You probably haven’t heard of The Onion Router, but it represents an increasingly popular way of accessing online content anonymously.
Commonly abbreviated to the Tor browser, its name stems from a method of data transfer inspired by the design of an onion.
Each layer of the journey is distinct to the others, effectively rendering data transfer anonymous by the time it’s been passed through dozens of random global nodes.
Even the best online surveillance tools struggle to pinpoint where information originated, or where it’s going.
And while some people falsely assume Tor is illegal, it was created – and is still part-funded – by the American government for online communications use in unstable nations.
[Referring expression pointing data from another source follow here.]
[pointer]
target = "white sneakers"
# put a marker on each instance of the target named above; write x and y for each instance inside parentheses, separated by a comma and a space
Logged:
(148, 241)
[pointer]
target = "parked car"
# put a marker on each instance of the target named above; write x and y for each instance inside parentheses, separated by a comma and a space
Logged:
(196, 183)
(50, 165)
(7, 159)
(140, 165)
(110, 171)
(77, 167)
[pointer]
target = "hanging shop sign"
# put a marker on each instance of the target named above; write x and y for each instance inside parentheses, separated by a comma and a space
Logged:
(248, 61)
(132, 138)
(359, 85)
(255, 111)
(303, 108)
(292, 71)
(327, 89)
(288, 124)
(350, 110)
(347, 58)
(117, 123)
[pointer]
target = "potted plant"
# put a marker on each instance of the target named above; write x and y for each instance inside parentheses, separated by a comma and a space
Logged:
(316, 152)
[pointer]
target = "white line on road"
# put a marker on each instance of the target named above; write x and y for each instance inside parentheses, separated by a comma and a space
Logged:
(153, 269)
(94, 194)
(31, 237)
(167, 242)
These are Tor’s key merits and drawbacks:
- Anonymity. Individual data packets bounce through multiple nodes, making surveillance impractical. IP addresses are also impossible to track or trace.
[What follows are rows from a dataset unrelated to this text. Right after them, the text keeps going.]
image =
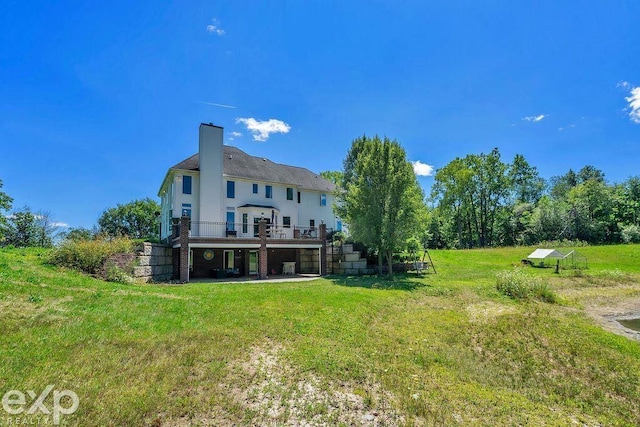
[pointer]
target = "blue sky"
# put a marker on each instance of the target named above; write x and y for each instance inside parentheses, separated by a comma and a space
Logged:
(98, 99)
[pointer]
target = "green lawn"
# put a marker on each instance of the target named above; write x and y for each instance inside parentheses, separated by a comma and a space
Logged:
(442, 349)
- Security. Because it’s open source software, it’s difficult to hide malware in Tor. There’s protection against malicious code, but few criminals bother targeting this niche browser.
- It’s free and universally accessible. Downloading Tor costs nothing, and it works on PCs, Macs and Linux computers. There’s no intrusive advertising or cookies, either.
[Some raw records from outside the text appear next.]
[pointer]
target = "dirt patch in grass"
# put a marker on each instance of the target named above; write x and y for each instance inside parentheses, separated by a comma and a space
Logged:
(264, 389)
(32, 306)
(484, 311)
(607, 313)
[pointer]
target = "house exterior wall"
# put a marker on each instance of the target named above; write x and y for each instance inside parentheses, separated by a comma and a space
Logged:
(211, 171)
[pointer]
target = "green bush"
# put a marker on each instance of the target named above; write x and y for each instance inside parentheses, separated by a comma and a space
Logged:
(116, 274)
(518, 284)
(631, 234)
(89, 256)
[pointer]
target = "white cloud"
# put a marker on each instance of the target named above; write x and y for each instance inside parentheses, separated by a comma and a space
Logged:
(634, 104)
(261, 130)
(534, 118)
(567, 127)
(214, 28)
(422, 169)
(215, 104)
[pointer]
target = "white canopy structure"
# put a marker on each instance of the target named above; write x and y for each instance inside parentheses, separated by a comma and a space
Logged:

- It accesses the deep web. Any site with a .onion suffix (most of the deep web) is visible through Tor, but not through other mainstream web browsers.
- It has a privacy-conscious search engine. The absurdly-named DuckDuckGo is to search engines what Tor is to web browsers – the most secure and anonymous choice.
- It aids democracy. Tor was a leading communication tool in the Arab Spring uprising a few years ago, since it allows citizens of repressive regimes to communicate safely.
- Startup times. Tor takes ages to load its homepage – as much as sixty seconds from clicking its icon. That will shock regular users of the streamlined Chrome browser.
- Performance. Because of its layer-like data distribution, Tor runs extremely slowly. You’d struggle to watch streaming media content, even across fibre broadband.
- Data isn’t encrypted. Because it’s effectively anonymous, Tor doesn’t bother encrypting data. A separate VPN is required for encryption, further slowing average transfer times.
- Dated interface. With its grey banners and retro fonts, Tor resembles the defunct 1990s Netscape Navigator browser rather than modern-day rivals like Safari or Firefox.
- Security flaws. Information is delivered anonymously, but the browser software contains vulnerabilities, especially when viewing HTTP sites rather than encrypted HTTPS ones.
It’s hard to imagine anyone using the Tor browser as their main internet portal.
It simply isn’t fast enough for multimedia content, with its ugly interface and slow performance harking back to the bad old days of Midband connections.
However, growing numbers of people around the world are installing Tor as a second web browser, as public awareness of issues like tracking and data reselling increases.
As a backup to Chrome or Firefox, and as a way of avoiding the attention of ISPs and advertisers, the Tor browser has considerable appeal.